The expansion of the museum at Ultimo will establish it as the heart of the city’s new cultural precinct.
The museum project will shift focus to design and fashion, deliver an expanded exhibition and public space, and reorientate the entrance, connecting it to the Goods Line and adjacent precincts.
Powerhouse chief executive Lisa Havilah said the new creative industries precinct would also offer subsidised studio space and contribute to Sydney’s burgeoning night-time economy.
“The renewal of our institution will deliver two world-class museums—with a design and fashion focus at Powerhouse Ultimo and our flagship museum focused on science and technology museum, Powerhouse Parramatta,” she said.
“This visionary investment will see the expansion of our exhibition spaces as well as renewal of our historic exhibition spaces.
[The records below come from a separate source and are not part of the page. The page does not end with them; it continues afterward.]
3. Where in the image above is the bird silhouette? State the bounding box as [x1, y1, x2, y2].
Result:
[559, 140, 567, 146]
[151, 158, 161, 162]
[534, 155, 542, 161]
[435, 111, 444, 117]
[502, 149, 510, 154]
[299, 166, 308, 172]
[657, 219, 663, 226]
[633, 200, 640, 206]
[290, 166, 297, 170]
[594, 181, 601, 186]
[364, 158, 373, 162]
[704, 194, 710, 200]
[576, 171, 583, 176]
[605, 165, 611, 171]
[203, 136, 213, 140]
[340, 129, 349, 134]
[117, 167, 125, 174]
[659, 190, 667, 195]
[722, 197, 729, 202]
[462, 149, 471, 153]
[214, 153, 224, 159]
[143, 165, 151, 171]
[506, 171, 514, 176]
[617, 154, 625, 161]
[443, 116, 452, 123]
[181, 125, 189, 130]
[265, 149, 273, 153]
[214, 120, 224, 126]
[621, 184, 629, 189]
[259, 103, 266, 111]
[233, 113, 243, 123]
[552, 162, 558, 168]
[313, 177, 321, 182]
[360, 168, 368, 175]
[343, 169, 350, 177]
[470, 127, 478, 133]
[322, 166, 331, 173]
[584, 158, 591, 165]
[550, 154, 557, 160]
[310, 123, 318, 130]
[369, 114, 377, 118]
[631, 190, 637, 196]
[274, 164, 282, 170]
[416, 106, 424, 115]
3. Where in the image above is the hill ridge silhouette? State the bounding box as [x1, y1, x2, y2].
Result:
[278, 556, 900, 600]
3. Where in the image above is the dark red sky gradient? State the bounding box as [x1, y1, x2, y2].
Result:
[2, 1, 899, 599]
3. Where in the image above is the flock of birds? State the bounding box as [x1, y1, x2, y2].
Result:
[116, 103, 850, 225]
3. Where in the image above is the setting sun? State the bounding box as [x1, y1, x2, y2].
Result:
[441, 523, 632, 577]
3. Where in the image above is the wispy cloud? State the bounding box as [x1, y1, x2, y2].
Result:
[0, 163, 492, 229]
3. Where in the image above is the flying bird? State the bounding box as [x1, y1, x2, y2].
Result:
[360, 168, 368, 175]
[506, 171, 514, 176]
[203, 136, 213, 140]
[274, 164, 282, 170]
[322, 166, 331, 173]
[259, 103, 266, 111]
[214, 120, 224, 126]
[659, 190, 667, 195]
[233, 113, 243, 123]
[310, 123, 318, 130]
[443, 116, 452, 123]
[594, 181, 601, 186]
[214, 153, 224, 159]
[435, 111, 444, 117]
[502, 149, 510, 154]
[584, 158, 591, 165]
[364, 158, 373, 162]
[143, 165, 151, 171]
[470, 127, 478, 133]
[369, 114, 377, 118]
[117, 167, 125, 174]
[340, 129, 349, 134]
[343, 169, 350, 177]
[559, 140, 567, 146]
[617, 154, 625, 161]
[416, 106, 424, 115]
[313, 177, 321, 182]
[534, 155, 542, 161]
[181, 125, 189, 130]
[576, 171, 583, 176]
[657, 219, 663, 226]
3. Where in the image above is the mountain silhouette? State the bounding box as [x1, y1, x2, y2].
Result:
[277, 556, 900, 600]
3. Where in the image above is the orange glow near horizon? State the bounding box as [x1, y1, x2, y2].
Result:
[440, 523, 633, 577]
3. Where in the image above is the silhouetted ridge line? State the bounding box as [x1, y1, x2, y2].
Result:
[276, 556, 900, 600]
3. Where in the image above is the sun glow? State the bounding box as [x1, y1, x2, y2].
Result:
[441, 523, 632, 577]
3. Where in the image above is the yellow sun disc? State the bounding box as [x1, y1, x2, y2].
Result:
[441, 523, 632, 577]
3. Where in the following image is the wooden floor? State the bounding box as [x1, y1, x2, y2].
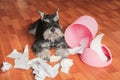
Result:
[0, 0, 120, 80]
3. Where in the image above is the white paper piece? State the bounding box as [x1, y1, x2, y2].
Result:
[1, 62, 12, 72]
[50, 55, 62, 62]
[28, 58, 48, 80]
[60, 58, 73, 74]
[28, 58, 60, 79]
[33, 69, 47, 80]
[90, 33, 108, 62]
[68, 37, 89, 54]
[7, 49, 22, 59]
[14, 45, 30, 69]
[34, 75, 46, 80]
[68, 46, 84, 54]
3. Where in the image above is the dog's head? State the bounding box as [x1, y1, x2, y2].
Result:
[38, 8, 64, 41]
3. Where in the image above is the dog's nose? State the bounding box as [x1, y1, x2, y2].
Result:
[50, 28, 55, 32]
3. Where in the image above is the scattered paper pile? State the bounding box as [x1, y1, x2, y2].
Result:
[1, 45, 73, 80]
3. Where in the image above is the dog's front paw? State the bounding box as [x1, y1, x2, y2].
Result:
[36, 49, 50, 61]
[55, 49, 69, 58]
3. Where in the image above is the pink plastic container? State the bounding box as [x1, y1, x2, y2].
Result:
[65, 15, 112, 67]
[65, 16, 98, 48]
[80, 45, 112, 67]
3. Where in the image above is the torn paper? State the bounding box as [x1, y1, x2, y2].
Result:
[7, 45, 30, 70]
[14, 45, 30, 69]
[68, 46, 84, 54]
[4, 44, 74, 80]
[28, 58, 60, 79]
[60, 58, 73, 74]
[34, 75, 46, 80]
[33, 69, 47, 80]
[1, 62, 12, 72]
[68, 37, 89, 54]
[28, 59, 48, 80]
[90, 33, 108, 62]
[7, 49, 22, 59]
[50, 55, 62, 62]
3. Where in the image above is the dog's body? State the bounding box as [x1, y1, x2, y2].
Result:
[29, 9, 69, 60]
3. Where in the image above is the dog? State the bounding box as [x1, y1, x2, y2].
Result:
[29, 8, 69, 61]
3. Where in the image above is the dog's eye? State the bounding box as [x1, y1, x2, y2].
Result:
[43, 19, 50, 23]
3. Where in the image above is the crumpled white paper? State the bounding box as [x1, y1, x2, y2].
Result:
[4, 44, 74, 80]
[7, 45, 30, 69]
[68, 37, 89, 54]
[60, 58, 73, 74]
[50, 55, 62, 62]
[90, 33, 108, 62]
[28, 58, 60, 80]
[1, 62, 12, 72]
[7, 49, 22, 59]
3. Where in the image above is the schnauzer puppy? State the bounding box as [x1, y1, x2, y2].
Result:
[29, 8, 69, 60]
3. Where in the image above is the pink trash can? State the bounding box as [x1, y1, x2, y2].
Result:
[65, 16, 112, 67]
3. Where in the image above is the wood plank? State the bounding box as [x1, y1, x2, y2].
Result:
[0, 0, 120, 80]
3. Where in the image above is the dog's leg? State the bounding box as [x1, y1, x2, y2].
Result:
[32, 40, 51, 61]
[36, 49, 50, 61]
[55, 42, 69, 58]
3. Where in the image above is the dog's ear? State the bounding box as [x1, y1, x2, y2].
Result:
[38, 11, 45, 20]
[53, 8, 59, 21]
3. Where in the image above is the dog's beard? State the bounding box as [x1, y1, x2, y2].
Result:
[43, 28, 63, 41]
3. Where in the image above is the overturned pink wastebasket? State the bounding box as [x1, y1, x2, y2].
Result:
[65, 16, 112, 67]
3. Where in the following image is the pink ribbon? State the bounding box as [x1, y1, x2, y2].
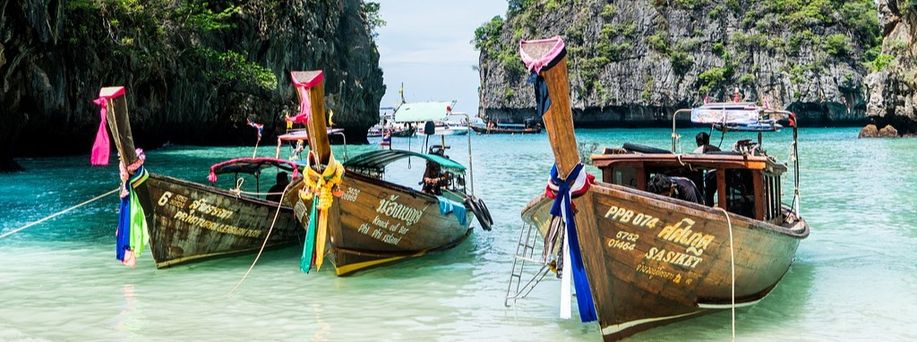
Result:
[519, 36, 566, 74]
[288, 71, 325, 125]
[91, 97, 111, 166]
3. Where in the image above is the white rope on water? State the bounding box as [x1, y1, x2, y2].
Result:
[0, 188, 120, 239]
[226, 182, 292, 296]
[714, 207, 736, 341]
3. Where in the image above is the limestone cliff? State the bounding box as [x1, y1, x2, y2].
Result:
[475, 0, 882, 127]
[865, 0, 917, 136]
[0, 0, 385, 171]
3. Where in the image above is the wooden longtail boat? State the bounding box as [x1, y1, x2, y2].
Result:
[469, 123, 542, 134]
[512, 37, 810, 340]
[285, 70, 492, 276]
[96, 86, 302, 268]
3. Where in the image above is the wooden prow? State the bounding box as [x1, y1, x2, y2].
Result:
[521, 37, 610, 324]
[291, 70, 331, 166]
[520, 38, 579, 177]
[99, 86, 138, 166]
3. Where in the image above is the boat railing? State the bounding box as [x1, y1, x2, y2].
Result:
[671, 108, 692, 152]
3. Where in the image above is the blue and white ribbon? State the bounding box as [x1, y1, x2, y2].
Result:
[547, 163, 597, 322]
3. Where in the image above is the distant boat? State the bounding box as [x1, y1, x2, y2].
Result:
[285, 71, 493, 276]
[94, 87, 301, 268]
[418, 122, 469, 136]
[470, 122, 542, 134]
[507, 37, 809, 340]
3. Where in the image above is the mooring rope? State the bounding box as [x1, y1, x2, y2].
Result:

We will create a vibrant public square beside the Goods Line, and creative industries workspaces that will become home for Australian designers.”
Planning for a design competition, led by Create Infrastructure and the Powerhouse Museum, will now begin.
Treasurer Dominic Perrottet announced the $500m funding ahead of next week’s budget.
The Powerhouse Museum had controversially been slated for closure and relocation, and the site was due to be sold, but the decision was overturned last year.
The museum’s heritage halls and the award-winning 1988 Wran Building would be preserved within the precinct, with the addition of studio spaces, a workshop, and a new gallery.
NSW Arts Minister Don Harwin said it was an investment in the arts that would showcase the Powerhouse’s collection.
“The Powerhouse Museum’s collection has incredible breadth, telling the great stories of design from the industrial age to the great design achievements at the beginning of this century,” he said.
“The Powerhouse Museum has the most important design collection in Australia, ranging from some of the finest Australian-made jewels of the 20th Century, key works by Marc Newson, the Catherine Martin design archive alongside Australian designers Carla Zampatti, Romance Was Born, Akira, Jenny Kee, and Linda Jackson and International designers Chanel, Alexander McQueen, and Christian Dior.
“More than 30 per cent of the Powerhouse collection sits in decorative arts—what better place to display these incredible objects than at the historic Ultimo site.”